My biggest supporter and much better half

Grazie

Mentors and friends — DcB, Joe, Kit, Tahls, Alex, Chris, and many more.

Just start

We were headed home to Sydney for Christmas 2018. I hadn’t started designing Journey yet, but I knew I wanted Guides in there to help people get started on a Journey…and I knew I should take advantage of my hometown network while I was there. I had no idea what I was doing, but I had a camera, a tripod, a mic, and a few wonderful people willing to put up with an amateur.

The first Guide I interviewed on Christmas Day, 2018 — my best mate, Eddie Lloyd

Terima kasih

  • All the Guides I’ve interviewed so far: Eddie, Marina, Paul, my sis, Joris, Kristina, Chi, Rachel, Will, Jason, Sat, Lewie, Tommie B.
  • My beautiful Fujifilm XE3 camera and cheap tripod and mic.
  • LumaTouch and My Passport Wireless Pro for allowing me to do the painful editing process from a cafe, with my pencil and iPad.
  • RobHK for teaching me how to use LumaTouch on YouTube.

Designing the user experience

From the humble beginnings on the right, I quickly migrated to the iPad and quite enjoyed this part of the process. I went deep on the apps with great UX that I could apply to Journey — Airbnb (Explore section) and Instagram (Feed) were the main two. Great artists steal, right?

Early UX with pencil and paper

Go raibh maith agat

  • Luke S for all your wireframing help. You are the better Luke.
  • Whimsical for easy user flow diagrams.
  • Adobe Comp and Marvel for making it easy for a punter like myself to put together the original Journey prototype, all on the iPad.
  • Banter Cafe in SoHo for putting up with me for hours at a time. I miss your faces.

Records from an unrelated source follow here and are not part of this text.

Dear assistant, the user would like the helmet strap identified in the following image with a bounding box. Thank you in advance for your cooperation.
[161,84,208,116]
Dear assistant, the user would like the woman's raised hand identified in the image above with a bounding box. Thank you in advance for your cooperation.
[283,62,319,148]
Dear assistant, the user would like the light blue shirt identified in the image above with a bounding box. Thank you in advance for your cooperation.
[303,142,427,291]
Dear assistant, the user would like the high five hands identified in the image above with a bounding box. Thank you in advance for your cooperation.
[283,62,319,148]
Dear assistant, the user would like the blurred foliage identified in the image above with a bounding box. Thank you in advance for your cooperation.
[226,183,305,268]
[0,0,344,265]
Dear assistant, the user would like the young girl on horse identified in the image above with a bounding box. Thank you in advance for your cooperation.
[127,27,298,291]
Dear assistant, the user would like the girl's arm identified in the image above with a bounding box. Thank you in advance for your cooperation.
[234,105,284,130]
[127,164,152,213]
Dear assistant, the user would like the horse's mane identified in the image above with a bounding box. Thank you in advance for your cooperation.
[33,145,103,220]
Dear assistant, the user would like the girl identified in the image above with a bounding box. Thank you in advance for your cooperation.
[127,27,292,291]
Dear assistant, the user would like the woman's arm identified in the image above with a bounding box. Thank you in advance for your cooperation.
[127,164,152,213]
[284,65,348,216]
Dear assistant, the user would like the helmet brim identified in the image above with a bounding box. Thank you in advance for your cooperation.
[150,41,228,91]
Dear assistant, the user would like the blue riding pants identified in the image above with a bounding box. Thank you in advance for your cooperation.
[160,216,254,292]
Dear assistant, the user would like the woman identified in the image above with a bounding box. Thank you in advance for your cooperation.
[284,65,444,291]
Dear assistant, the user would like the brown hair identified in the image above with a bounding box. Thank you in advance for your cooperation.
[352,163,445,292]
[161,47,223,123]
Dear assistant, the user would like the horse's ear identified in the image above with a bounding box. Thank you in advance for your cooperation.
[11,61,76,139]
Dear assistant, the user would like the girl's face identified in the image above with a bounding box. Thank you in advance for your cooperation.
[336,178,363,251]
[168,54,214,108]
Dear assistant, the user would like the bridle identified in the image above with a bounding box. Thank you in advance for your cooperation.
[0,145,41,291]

Designing the user interface

As my dad always said, ‘bite off more than you can chew, and chew like mad!’. That’s exactly what I did with the UI — it was a painful process. A steep learning curve combined with work that never seemed to end. Until it finally did.

Whakawhetai

The build

I became obsessed with the Flutter framework, and spent 8 hours a day teaching myself to code. After a month I was good enough to realize I would never be good enough. I got help. I interviewed 20 developers and agencies — it’s difficult to overstate how lucky I was to find Mohan, Sugumar, Bhavani, and the rest of the Smarteer team. I’m so thankful. They are amazing developers and wonderful humans.

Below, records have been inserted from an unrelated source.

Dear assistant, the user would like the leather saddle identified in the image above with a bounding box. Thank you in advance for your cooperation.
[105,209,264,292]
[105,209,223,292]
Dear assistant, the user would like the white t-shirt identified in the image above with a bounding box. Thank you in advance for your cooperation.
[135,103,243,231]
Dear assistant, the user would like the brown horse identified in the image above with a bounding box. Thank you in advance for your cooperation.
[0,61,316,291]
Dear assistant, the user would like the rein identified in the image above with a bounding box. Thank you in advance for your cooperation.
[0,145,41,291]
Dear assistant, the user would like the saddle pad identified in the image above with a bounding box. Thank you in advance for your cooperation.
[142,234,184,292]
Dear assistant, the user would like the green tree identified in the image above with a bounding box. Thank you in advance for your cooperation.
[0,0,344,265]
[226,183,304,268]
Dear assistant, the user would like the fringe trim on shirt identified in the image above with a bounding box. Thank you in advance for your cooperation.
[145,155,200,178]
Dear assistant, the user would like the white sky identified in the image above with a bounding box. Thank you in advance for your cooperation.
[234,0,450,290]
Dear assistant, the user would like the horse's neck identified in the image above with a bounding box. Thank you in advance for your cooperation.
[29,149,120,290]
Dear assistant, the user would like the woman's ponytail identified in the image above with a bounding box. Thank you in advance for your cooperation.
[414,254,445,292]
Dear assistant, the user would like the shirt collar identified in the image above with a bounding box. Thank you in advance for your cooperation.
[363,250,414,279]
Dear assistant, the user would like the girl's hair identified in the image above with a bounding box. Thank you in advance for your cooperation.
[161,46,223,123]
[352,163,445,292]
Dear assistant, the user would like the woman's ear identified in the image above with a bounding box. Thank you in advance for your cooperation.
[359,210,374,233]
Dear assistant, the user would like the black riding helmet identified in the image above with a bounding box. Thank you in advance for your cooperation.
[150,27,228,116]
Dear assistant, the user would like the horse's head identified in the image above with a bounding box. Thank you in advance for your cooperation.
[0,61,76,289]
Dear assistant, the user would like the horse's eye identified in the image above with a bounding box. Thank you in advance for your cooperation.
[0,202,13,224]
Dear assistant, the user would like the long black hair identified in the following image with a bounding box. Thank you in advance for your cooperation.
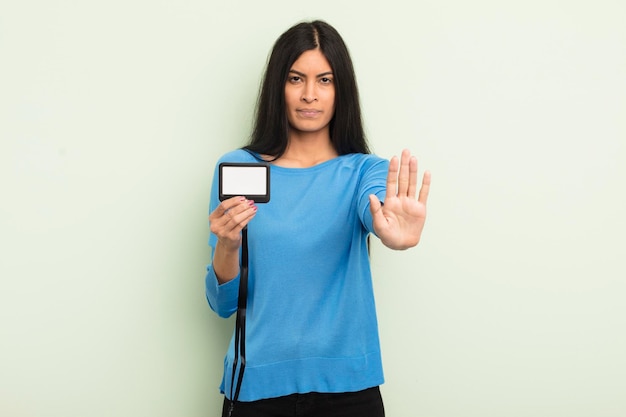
[244,20,370,159]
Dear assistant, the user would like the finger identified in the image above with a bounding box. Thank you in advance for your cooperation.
[369,194,383,216]
[226,200,257,231]
[408,156,417,199]
[216,196,246,216]
[398,149,411,197]
[417,171,431,205]
[385,156,399,199]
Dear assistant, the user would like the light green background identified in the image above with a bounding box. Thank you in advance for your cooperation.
[0,0,626,417]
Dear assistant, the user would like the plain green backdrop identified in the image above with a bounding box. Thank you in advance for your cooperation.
[0,0,626,417]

The amazing Journey dev team

धन्यवाद

Test & iterate

The beta release coincided with a sailing course I took in the Costa Brava in Spain. I got the crew on Journey, it was an incredible feeling seeing it come to life. Little did I know how far we were from being able to push it to the public. The testing and iterating continued for months after I got home.

Journey's first users

Gracias

  • Arun, Alex, Aris, and Maisy for being Journey’s first users.
  • Everyone else that invested time to give their feedback. Paulie, Tom, Dennis, Rosh, Phil, Mietta, Elise, Luke C, Luke S, Alex, DcB, Alan, Jack, Nick and many more (apologies to the rest of you who aren’t springing to mind as I write this).